As a Tory sympathizer - aligned with the landed gentry and political right wing of her day - Queen Victoria's most beloved companions were commoners, and she refused class-conscious snobbery. At her Diamond Jubilee, with over 60 years as monarch of a global commonwealth (which included the humorous, presumptive title of "The Empress of India"), she was cheered by throngs of Great Britain's people, who in the end could not help but admire her steady resolve to be her authentic self without apology.


Here at Fusionary Journal, in these messy, unpredictable times, together we can at least write and talk and tell stories about what is happening to us in this dawning of a radical AI Age with all its grasping, greedy relentlessness. As we are faced with the tsunami of Artificial General Intelligence and Superintelligence, we can leave behind a record of what our day-to-day lives are like as they unfold before our eyes into an unrecognizable and perhaps even cruel outcome (as pundits and doomsayers claim is on the horizon). At the very least, we can leave a vital trail of breadcrumbs for humans to follow far into the future when they look back and ask what happened.


Or, perhaps future readers will turn the pages of our journal and say, "Oh, yes, that is where humans got together and changed things, set things right, saved us, and ushered in a golden age." That could happen just as well. Because this story is still being written.

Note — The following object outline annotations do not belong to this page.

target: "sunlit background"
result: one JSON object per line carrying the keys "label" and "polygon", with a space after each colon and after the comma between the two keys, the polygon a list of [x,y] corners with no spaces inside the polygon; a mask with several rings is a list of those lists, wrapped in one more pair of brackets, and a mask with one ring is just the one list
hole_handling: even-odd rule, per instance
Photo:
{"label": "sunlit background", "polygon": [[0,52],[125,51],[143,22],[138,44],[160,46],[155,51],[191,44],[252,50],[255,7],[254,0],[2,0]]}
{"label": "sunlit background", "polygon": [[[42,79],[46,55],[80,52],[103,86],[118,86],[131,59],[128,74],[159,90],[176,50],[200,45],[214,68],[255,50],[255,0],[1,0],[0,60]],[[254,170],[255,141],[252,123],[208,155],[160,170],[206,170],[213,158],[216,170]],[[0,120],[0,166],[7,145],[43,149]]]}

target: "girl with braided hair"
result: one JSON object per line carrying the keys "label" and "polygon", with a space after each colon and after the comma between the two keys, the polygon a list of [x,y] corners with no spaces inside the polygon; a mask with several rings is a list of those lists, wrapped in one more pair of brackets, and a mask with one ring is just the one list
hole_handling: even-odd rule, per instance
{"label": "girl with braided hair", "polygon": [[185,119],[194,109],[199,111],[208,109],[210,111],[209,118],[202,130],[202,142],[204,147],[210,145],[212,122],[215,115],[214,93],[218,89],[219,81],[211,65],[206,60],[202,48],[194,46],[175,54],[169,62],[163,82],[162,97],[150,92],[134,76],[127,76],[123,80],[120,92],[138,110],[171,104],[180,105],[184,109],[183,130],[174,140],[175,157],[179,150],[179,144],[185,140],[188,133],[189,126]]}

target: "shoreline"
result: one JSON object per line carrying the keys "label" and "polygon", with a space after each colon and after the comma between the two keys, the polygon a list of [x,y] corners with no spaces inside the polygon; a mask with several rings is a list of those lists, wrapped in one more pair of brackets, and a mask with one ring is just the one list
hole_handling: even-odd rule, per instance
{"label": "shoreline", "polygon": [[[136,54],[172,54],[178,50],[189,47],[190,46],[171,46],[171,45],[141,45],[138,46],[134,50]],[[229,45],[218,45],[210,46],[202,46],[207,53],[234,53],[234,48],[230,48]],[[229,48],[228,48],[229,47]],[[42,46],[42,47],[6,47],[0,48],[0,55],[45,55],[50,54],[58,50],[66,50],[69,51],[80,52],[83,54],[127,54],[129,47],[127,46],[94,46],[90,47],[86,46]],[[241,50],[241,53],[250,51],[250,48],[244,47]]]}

Pen to paper, let's begin.


(AI Usage Notes: I have a $20 per month ChatGPT account, in which I have repeatedly told it not to allow data scraping on any of my work, or on any of our collaborations. I have it in writing that it will not share anything within my paid account with any entity, and I keep a record of these notes. Here, I asked AI not to change anything at all, and to check for typos - there were two. I asked for it to comment but not change anything - the only suggestion it made, which I accepted, was to use the word "vital" before "trail of breadcrumbs." I liked that word better than what I had. Other than that, this is 100% my original work.)